AUGUSTA, Maine — Maine Democrats used procedural moves to grind the Legislature to a halt on Wednesday and kill a bipartisan child welfare bill that was opposed by Gov. Janet Mills.
It was a loud and eventful final day of the 2026 legislative session, framed by dueling Democratic and Republican news conferences aimed at burnishing their opposite views of Maine’s economy and political leadership after eight years of Mills and her party in full control of state government.
Lawmakers were back in Augusta mostly to uphold the governor’s vetoes of a first-in-the-nation data center ban and criminal justice bill. But the main topic of debate was a long-debated proposal that would allow members of the Legislature’s watchdog committee to see confidential files when investigating the deaths of children involved in the state’s embattled welfare system.

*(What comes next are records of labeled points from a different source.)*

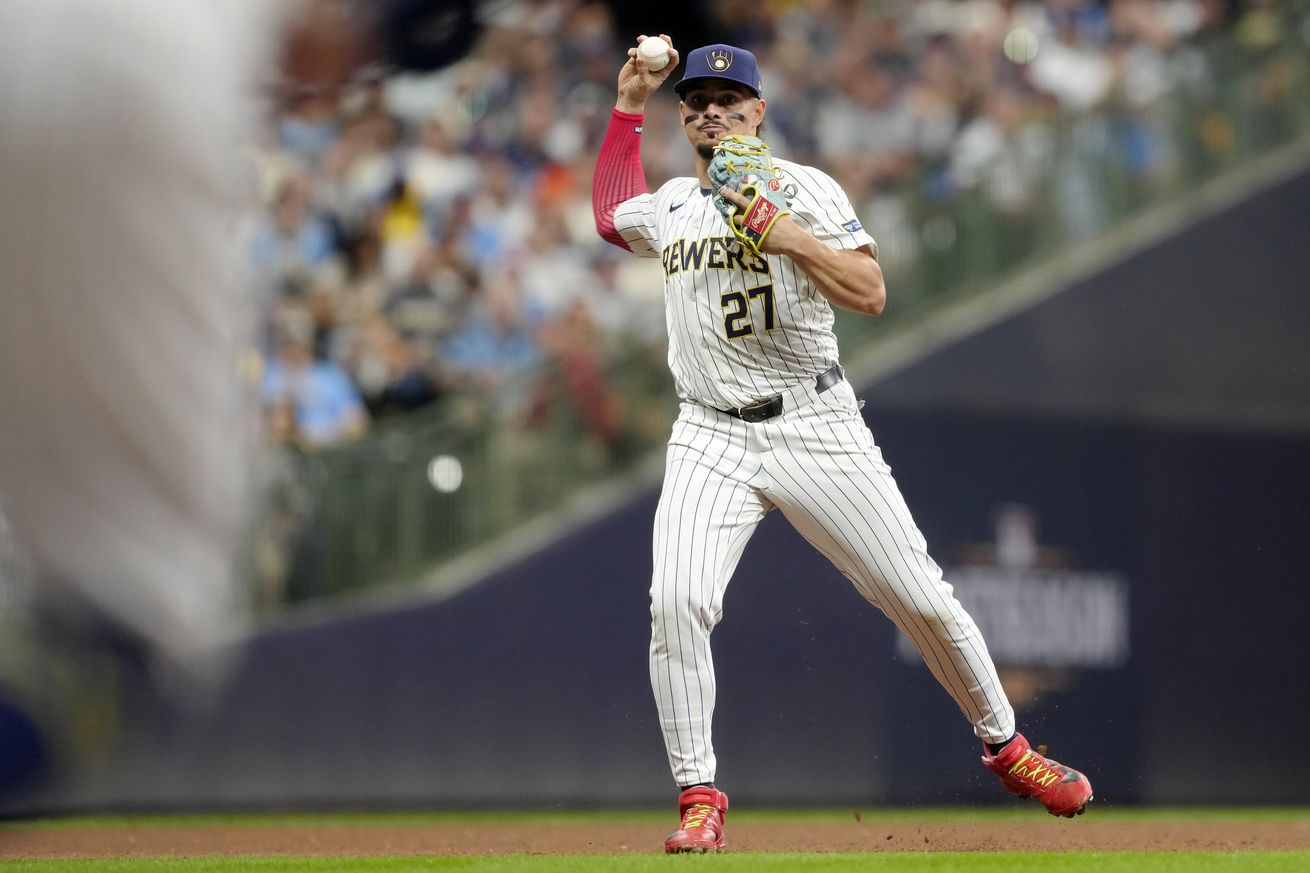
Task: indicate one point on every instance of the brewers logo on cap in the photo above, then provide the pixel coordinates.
(719, 62)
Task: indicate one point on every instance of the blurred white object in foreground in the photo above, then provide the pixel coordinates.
(123, 445)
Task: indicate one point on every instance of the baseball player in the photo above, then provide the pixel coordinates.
(756, 253)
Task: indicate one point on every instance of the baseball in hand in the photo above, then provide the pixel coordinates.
(655, 53)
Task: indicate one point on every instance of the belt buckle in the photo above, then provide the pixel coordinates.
(761, 410)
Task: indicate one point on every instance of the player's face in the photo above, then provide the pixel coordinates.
(718, 109)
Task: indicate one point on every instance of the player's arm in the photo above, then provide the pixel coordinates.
(849, 278)
(618, 173)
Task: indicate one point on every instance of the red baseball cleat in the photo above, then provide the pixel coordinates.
(702, 821)
(1026, 772)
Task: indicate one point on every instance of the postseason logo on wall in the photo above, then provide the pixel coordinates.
(1035, 610)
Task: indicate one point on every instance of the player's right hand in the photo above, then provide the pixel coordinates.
(637, 83)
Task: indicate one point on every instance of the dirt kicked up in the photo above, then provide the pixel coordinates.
(607, 836)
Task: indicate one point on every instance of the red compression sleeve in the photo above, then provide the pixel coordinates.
(618, 173)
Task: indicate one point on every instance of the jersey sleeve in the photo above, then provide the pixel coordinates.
(634, 220)
(824, 210)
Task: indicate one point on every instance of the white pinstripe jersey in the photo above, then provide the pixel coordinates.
(740, 327)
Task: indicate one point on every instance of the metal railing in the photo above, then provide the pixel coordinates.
(422, 489)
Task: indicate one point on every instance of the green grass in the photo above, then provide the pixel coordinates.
(739, 863)
(1017, 813)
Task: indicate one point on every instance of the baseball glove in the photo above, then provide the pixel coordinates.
(743, 164)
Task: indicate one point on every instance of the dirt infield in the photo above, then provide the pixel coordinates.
(620, 838)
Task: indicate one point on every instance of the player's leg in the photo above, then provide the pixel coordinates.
(835, 488)
(706, 513)
(832, 484)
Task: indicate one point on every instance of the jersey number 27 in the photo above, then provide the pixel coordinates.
(736, 311)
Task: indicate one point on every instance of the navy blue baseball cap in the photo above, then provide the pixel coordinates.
(721, 62)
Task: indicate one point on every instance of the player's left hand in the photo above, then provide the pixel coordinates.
(777, 237)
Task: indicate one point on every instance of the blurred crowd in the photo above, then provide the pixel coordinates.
(430, 236)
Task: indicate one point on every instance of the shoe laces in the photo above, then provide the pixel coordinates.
(1036, 770)
(696, 815)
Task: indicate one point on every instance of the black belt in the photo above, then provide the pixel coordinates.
(773, 407)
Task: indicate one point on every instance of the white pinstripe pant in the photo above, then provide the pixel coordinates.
(822, 468)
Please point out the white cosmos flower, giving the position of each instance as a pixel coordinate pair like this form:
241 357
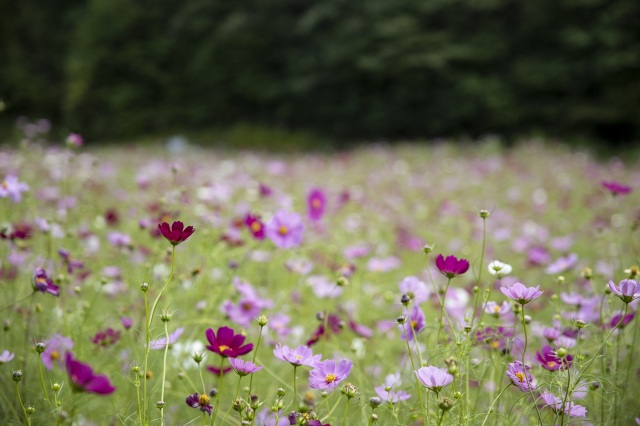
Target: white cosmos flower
499 269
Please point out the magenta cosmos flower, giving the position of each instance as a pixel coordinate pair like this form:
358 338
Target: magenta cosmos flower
83 379
519 375
41 282
451 266
243 367
199 401
316 204
616 188
177 233
328 374
627 291
285 229
302 355
226 343
434 378
552 362
520 293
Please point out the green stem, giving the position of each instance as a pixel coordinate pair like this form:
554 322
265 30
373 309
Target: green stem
494 403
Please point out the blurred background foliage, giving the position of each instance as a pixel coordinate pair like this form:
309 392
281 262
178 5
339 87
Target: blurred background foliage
380 69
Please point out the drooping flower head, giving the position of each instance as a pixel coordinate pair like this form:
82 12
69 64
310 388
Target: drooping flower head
519 375
226 343
551 361
434 378
242 367
177 233
41 282
255 225
316 204
328 374
199 401
627 290
302 355
285 229
616 188
520 293
451 266
83 379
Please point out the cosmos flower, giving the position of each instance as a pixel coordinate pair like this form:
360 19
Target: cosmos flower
316 204
41 282
302 355
12 188
552 362
451 267
328 374
255 225
616 188
177 233
415 289
627 291
499 269
227 343
200 401
285 229
242 367
519 375
520 293
83 379
434 378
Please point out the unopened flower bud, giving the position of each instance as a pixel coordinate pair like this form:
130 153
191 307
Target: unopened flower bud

Mills and her administration have opposed the measure that seeks to overturn a 2024 decision by Maine’s high court. Yet the bill from Sen. Craig Hickman, D-Winthrop, stayed alive until the final day of the legislative session and prompted a rally led by Reps. David Boyer, R-Poland, and Adam Lee, D-Auburn, urging leaders to take up the bill.
It passed easily in the House in the morning. The Senate then voted 22-9 to pass it. After it came back to the lower chamber, a few Democrats voted with Republicans against an effort from House Speaker Ryan Fecteau, D-Biddeford, to adjourn for the year.
The Senate came back three hours later, and Democrats there moved to adjourn. Republicans protested, noting the years of scrutiny of the Maine Department of Health and Human Services over child deaths.
“We’re fighting for not only the people of the state of Maine, but for the children who are under DHHS control,” Sen. Jeff Timberlake, R-Turner, a member of the watchdog committee, said.
With seven senators absent, the chamber voted 16-12 to adjourn. All Democrats present except Hickman and Sens. Donna Bailey of Saco and Tim Nangle of Windham voted with their party. Independent state Sen. Rick Bennett, a gubernatorial candidate from Oxford who backed the bill, voted with Democrats to adjourn.
Mills’ top lawyer, Jerry Reid, testified against Hickman’s bill and a similar one last year, telling lawmakers that it contained no safeguards against disclosure of confidential information and could jeopardize federal funding to the state. But those calling for wider reforms to the child welfare system embraced the bill, and Boyer said its death will make the issue linger.
“I think it’s an issue that transcends party lines and just gets people right in the heart and the gut, and I wouldn’t want to be on the other side of this vote,” he said.